L'enjeu culturel du multimédia
Martine Poulain
Lenjeu culturel du multimédia : tel était le beau titre donné par le ministère de la Culture et de la Francophonie aux rencontres qu'il avait organisées les 26 et 27 septembre derniers à l'Ecole nationale supérieure des beaux-arts. Un nombre très important de professionnels ont répondu à l'appel et ont échangé leurs points de vue et leur savoir-faire au cours de six ateliers : livre et édition, musées, cinéma et audiovisuel, musique, patrimoine, formation.
De lourds enjeux
Dire que les débats furent placides serait rien moins qu'inexact. Ils furent passionnés, si ce n'est toujours passionnants. L'observateur attentif peut d'abord s'interroger sur les raisons réelles de cette passion, dont les origines sont multiples : état encore souvent sommaire des réalisations, générant des insatisfactions et questions diverses, complexité et multiplicité des problèmes qui s'enchevêtrent en couches hétérogènes, mettant en jeu des compétences techniques nouvelles, des savoir-faire dans des domaines multiples (texte-image-son), soulevant des problèmes juridiques nouveaux, s'adressant à un marché potentiel encore bien souvent flou, entraînant des repositionnements divers des habituels acteurs de la chaîne professionnelle (du photographe à l'éditeur en passant par les concepteurs, graphistes, informaticiens, etc.). Bref, la réalisation de produits multimédias révèle, comme d'habitude, des enjeux de tous ordres : économiques, politiques, corporatistes, juridiques, commerciaux. D'enjeu intellectuel et culturel, il ne fut, malheureusement que peu question.
Le multimédia en France
Selon le dossier distribué aux participants, le marché du multimédia est en pleine expansion : « Les revenus français du multimédia, qui étaient de 358 millions en 1993, représenteront près de 600 millions cette année ; les ventes de CD-Rom devraient dépasser les 70 000 en 1994 ; 50 titres de CD-Rom ou de CD-I étaient disponibles en France en 1991, il y en a aujourd'hui 6 500. Le taux de croissance prévu dans les cinq ans à venir est de 100 %. 50 % des micro-ordinateurs livrés en 1993 sont munis d'un lecteur de CD-Rom et d'une carte son intégrés ». Un phénomène déjà massivement développé aux Etats-Unis, où « 35 % des foyers sont équipés en micro-ordinateurs contre 15 % en France ». Curieusement, c'est à une position - déjà ! - défensive qu'appelle le ministère dans ce dossier, invitant la France à prendre toute sa part dans cette industrie en développement, certes, « afin de protéger son patrimoine, sa création, son indépendance culturelle » dans cette « bataille des images ».

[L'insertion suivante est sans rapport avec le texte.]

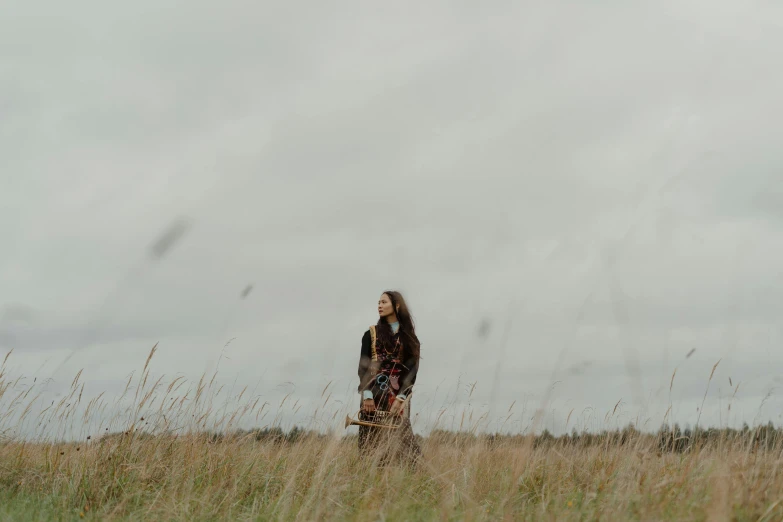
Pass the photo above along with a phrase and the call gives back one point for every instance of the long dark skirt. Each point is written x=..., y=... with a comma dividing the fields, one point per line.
x=398, y=445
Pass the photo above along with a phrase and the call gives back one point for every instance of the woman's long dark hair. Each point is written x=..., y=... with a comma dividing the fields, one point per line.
x=411, y=347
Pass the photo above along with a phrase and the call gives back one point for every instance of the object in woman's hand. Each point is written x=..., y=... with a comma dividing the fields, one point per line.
x=398, y=406
x=368, y=405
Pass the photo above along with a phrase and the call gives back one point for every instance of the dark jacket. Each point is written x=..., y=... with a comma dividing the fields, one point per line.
x=367, y=370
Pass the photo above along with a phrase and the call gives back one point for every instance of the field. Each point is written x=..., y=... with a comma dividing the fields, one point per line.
x=145, y=470
x=321, y=478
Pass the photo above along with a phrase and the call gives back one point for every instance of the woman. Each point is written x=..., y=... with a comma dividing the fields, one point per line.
x=387, y=373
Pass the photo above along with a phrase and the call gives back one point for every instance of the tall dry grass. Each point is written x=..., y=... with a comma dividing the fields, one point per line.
x=166, y=463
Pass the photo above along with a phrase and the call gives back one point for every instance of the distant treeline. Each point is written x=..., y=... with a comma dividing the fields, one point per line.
x=666, y=439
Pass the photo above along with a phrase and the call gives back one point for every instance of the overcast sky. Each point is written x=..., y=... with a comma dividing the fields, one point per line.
x=598, y=184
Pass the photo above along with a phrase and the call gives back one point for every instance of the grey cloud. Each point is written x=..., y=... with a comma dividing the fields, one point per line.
x=602, y=175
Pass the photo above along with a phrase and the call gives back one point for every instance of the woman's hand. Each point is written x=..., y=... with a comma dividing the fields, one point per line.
x=398, y=406
x=368, y=405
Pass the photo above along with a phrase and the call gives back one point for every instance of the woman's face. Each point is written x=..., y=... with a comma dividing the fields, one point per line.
x=385, y=307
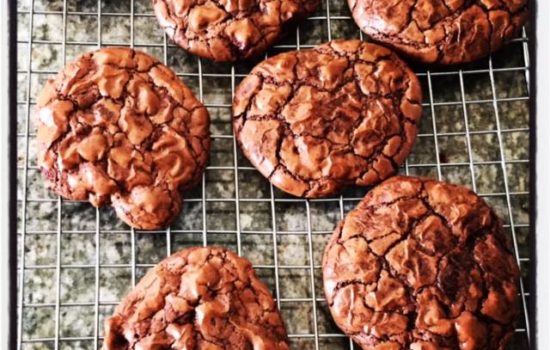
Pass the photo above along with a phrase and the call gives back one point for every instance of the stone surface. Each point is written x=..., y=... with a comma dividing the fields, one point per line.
x=255, y=218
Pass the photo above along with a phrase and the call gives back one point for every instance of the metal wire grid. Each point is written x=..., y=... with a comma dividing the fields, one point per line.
x=318, y=335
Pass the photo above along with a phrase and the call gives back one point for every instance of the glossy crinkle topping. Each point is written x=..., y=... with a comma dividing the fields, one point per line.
x=422, y=265
x=441, y=31
x=314, y=121
x=198, y=298
x=116, y=126
x=229, y=30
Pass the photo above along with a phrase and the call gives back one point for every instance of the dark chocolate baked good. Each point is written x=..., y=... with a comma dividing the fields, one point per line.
x=228, y=30
x=314, y=121
x=198, y=298
x=441, y=31
x=421, y=264
x=117, y=126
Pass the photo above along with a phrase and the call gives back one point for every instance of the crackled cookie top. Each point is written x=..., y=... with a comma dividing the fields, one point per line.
x=441, y=31
x=198, y=298
x=313, y=121
x=421, y=264
x=228, y=30
x=116, y=126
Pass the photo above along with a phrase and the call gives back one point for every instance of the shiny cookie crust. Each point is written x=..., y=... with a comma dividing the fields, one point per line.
x=421, y=264
x=315, y=121
x=441, y=31
x=198, y=298
x=118, y=127
x=229, y=30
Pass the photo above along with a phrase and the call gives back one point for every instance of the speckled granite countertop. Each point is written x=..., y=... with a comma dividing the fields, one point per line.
x=478, y=138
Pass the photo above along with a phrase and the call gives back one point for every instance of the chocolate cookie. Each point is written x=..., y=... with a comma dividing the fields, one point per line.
x=421, y=264
x=228, y=30
x=441, y=31
x=314, y=121
x=198, y=298
x=117, y=126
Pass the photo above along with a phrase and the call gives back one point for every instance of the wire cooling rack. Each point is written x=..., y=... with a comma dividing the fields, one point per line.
x=76, y=262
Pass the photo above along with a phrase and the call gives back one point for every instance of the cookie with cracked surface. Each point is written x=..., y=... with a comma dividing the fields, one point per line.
x=422, y=264
x=229, y=30
x=117, y=126
x=441, y=31
x=198, y=298
x=315, y=121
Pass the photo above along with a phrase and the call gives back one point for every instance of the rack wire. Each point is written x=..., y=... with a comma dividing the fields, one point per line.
x=76, y=262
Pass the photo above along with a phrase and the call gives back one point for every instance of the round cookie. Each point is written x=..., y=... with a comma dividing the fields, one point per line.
x=229, y=30
x=421, y=264
x=314, y=121
x=441, y=31
x=198, y=298
x=117, y=126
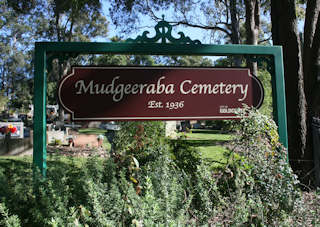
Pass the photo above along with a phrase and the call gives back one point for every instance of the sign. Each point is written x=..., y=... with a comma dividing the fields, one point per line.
x=18, y=134
x=158, y=93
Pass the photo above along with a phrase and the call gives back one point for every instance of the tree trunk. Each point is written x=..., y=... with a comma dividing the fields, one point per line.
x=285, y=33
x=312, y=14
x=252, y=28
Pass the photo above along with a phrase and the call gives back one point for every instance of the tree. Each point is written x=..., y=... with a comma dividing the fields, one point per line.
x=15, y=54
x=301, y=72
x=66, y=21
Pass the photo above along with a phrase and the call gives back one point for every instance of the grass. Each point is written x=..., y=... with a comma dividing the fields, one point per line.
x=210, y=144
x=96, y=131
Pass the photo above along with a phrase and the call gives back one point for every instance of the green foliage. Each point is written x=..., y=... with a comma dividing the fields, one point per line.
x=6, y=219
x=151, y=183
x=185, y=156
x=261, y=182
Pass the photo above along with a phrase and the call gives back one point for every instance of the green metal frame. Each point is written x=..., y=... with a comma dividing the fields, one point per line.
x=143, y=45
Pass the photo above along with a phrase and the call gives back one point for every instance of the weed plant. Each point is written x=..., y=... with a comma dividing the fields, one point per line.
x=150, y=182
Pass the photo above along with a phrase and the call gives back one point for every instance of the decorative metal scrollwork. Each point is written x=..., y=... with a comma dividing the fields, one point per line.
x=62, y=57
x=261, y=60
x=163, y=34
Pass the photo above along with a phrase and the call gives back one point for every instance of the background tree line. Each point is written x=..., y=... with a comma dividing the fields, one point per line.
x=253, y=22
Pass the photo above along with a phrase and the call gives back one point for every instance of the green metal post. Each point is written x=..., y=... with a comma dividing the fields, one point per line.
x=40, y=93
x=279, y=100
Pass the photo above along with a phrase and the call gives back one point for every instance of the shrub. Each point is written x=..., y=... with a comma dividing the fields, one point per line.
x=258, y=181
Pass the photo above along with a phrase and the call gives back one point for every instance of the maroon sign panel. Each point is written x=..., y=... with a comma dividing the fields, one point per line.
x=149, y=93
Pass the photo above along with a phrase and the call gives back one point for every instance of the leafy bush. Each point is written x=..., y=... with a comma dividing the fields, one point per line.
x=258, y=180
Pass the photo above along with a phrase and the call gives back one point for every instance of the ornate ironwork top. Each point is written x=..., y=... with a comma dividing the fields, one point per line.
x=163, y=34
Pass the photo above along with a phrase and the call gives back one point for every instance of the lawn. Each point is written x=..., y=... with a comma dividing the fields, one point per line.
x=210, y=144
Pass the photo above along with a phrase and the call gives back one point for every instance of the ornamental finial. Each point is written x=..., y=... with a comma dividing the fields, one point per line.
x=163, y=34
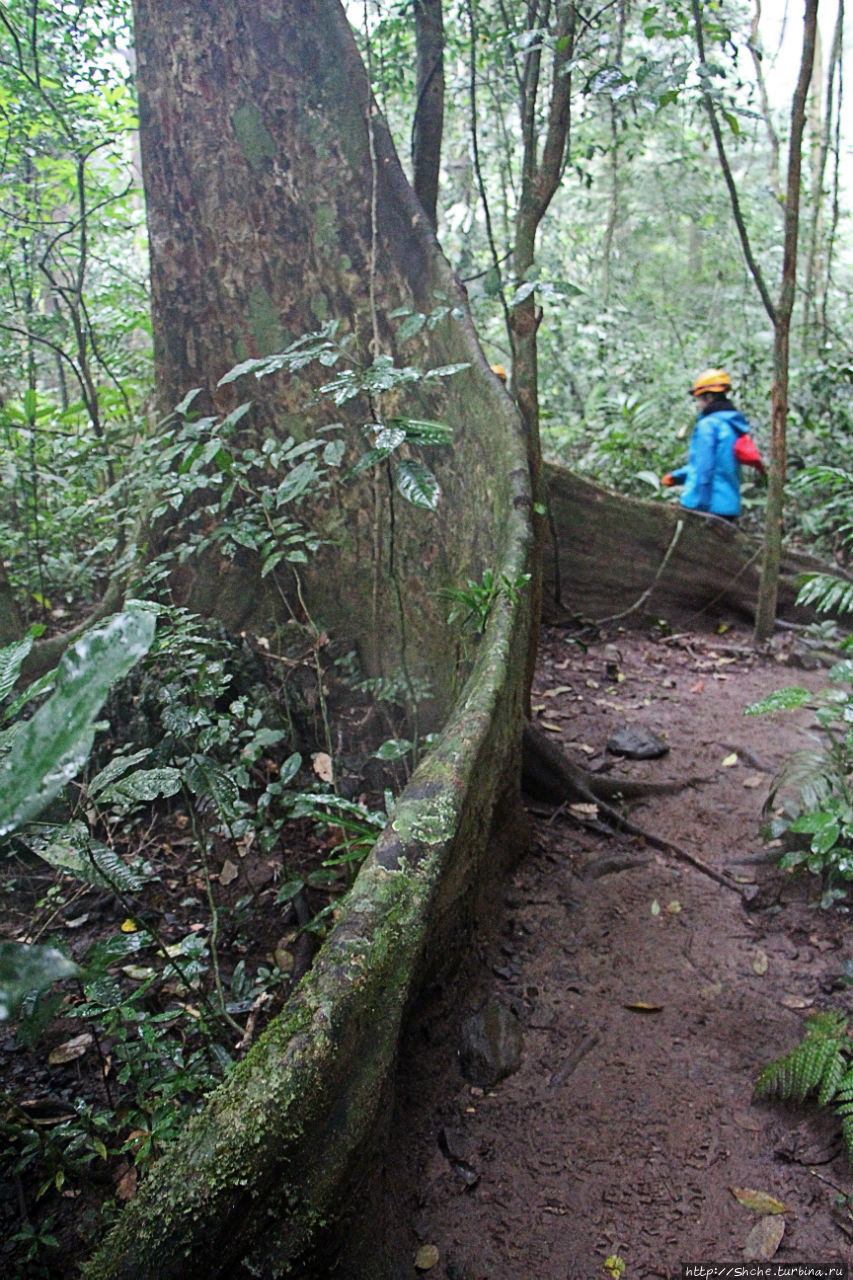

Ces journées furent surtout l'occasion de présenter un certain nombre de réalisations françaises et parfois francophones : offre du ministère sur Internet, incluant le projet expérimental « le siècle des Lumières dans la peinture des musées de France » ; CD-Rom Rodin ; CD-Rom Vidéomuseum-Banques d'images sur les collections publiques d'art du XXe siècle ; CD-Rom Dictionnaire de géopolitique de Flammarion ; CD-Rom L'homme avant l'homme ; CD-Rom Dictionnaire multimédia de l'art moderne et contemporain ; présentation du réseau Ricochet-LJ : Réseau international de communication pour chercheurs travaillant en littérature de jeunesse, pour n'en citer que quelques-uns, dans les domaines des arts ou du livre. Tous ces produits sont bien sûr interactifs et autorisent les pratiques habituelles de l'hypertexte. Ils supposent un travail important de la part de ses concepteurs : mise au point d'une interface graphique, développement des index, détermination des liens hypertextes, identification et négociation des droits auprès d'interlocuteurs exerçant leur compétence dans des domaines aussi divers que l'image, le texte et le son, travail scientifique sur le texte, etc. Le produit - terme auquel beaucoup préfèrent le terme d'œuvre - est nécessairement une entreprise collective. D'où des coûts de production élevés, une bien souvent nécessaire aide de la puissance publique, par exemple dans le cadre des programmes IMPACT de la Communauté européenne.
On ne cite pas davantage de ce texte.